The Answer is Blowing in the Wind

by Vicky Uhland

Longmont, Colorado-based Renewable Choice is the only private business in the Rocky Mountain region that sells wind energy, going up against public utilities such as Xcel Energy. Renewable Choice’s path is particularly challenging because it’s based in a state where utilities are regulated.

“It’s not like Pennsylvania or Texas, where the market’s deregulated and the competition thrives,” says Kathy Belyew, spokesperson for the American Wind Energy Association (AWEA). “In regulated states like Colorado, people don’t know the wind energy market exists.
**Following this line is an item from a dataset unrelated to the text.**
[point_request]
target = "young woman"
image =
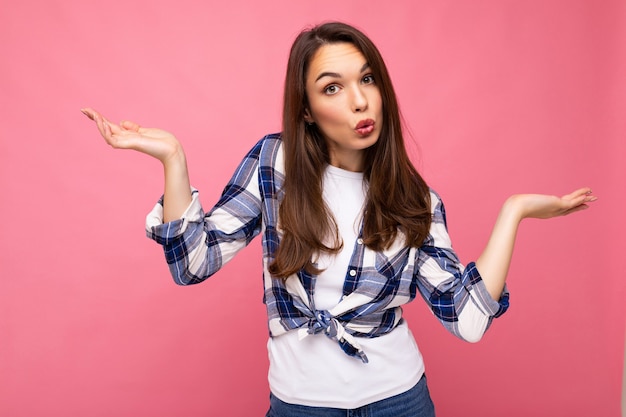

People aren’t used to choosing their utility providers.”

Nevertheless, Colorado ranks 10th among all states in the amount of wind energy consumed, at 61.2 MW (as of early 2003), according to AWEA. The state has two wind farms and another in the works. The wind farms contract exclusively with Xcel’s Windsource division. Renewable Choice gets its energy from Foot Creek wind farm near Arlington, WY., Indian Mesa in Pecos County, TX. and Waverly Wind in Waverly, Iowa.

Unlike Xcel, which sells win energy generated from its wind farms directly to customers, Renewable Choice is a wind energy marketer. It buys green tags or green certificates from wind farms and then sells the certificates to its clients. One certificate equals 1000 kW of wind energy. Other U.S. green tag marketers include Native Energy (Burlinton, VT)., Community Energy (Wayne, PA.), Bonneville Environmental Foundation (Portland, OR) and Sterling Planet (Atlanta, GA).

Even though the number of customers using Xcel’s Windsource energy dwarfs those that have signed on for Renewable Choice’s American Wind product, the company is holding its own and is profitable, says Quayle Hodek, president. The company has about 5000 residential and 80 business customers. At the end of 2002, Xcel Windsource had about 25,000 residential and 400 business customers in Colorado.

Renewable Choice scored a coup earlier this year when, together with the Bonneville Environmental Foundation, it landed White Wave soy products, based in Boulder, as a customer. White Wave agreed to a three-year commitment to buy 20 million kW of wind energy hours per year. It’s the largest U.S. corporation to be powered solely by wind energy.

How Renewable Choice Got Started
When 25-year old Hodek moved to Colorado three years ago, his goal was not to play David to Xcel’s Goliath. He and two of his friends from Chapel Hill, NC. already founded one business: Zoom Culture, a media company for young people. They moved to the Boulder-Longmont area with the idea of starting another business, not knowing exactly what kind of business.

Then Hodek heard about Windsource and saw an opportunity. He did some research and found that 98-99% of Coloradans don’t use wind power, but that about 30% would be willing to try it. Windsource was launched in April 1998 and has grown 30% a year, according to Steve Roalstad, an Xcel spokesperson. Still, less than 2% of Xcel’s 1.3 million customers have signed up for Windsource. “There’s a huge, unfilled demand,” Hodek says, who liked the idea of a private enterprise selling renewable energy. “I realized that someone other than the utility company, which is an oil and gas company, should be selling wind energy.”

Backed by $350,000 from investors, Hodel and his friends – Kris Lotlikar and Shea Gunther – started Renewable Choice in September 2001. The company has 12 other employees.

Marketing Door-To-Door
AWEA’s Belyew says that one reason why there are so few wind marketers in the U.S. is because selling it is difficult.”To get people interested, there has to be a pretty strong force,” he explains. “A company has to market a lot, and has to market to a customer who is willing to pay a premium to get this industry on its feet.”

Hodek says wind energy costs about 2.5 cents more per kilowatt in the U.S. than electricity generated by coal or natural gas. He admits that explaining to customers how wind energy is generated, why they should buy it and why they should pay extra to use it, is difficult. “Our biggest challenge is customer education, so we use a one-on-one approach,” he says. “A lot of companies rely on sending out mass-market mailers, but we look at ourselves as almost ground troops getting out the word about wind power. We rolled out an extensive grassroots education and marketing campaign.” The personalized approach pays off, he adds, with 30-35% of residential customers contacted signing up for American Wind.

Renewable Choice relies on old-fashioned, door-to-door sales. It has nine commission-only salespeople who work in metro Denver, Boulder and Rhode Island. The sales force, made up mostly of college students, targets residences; the in-house staff goes after business clients. “We’ve been excited to see a great response from educational institutions” such as Duke University and the University of Denver Law School, which signed up this year.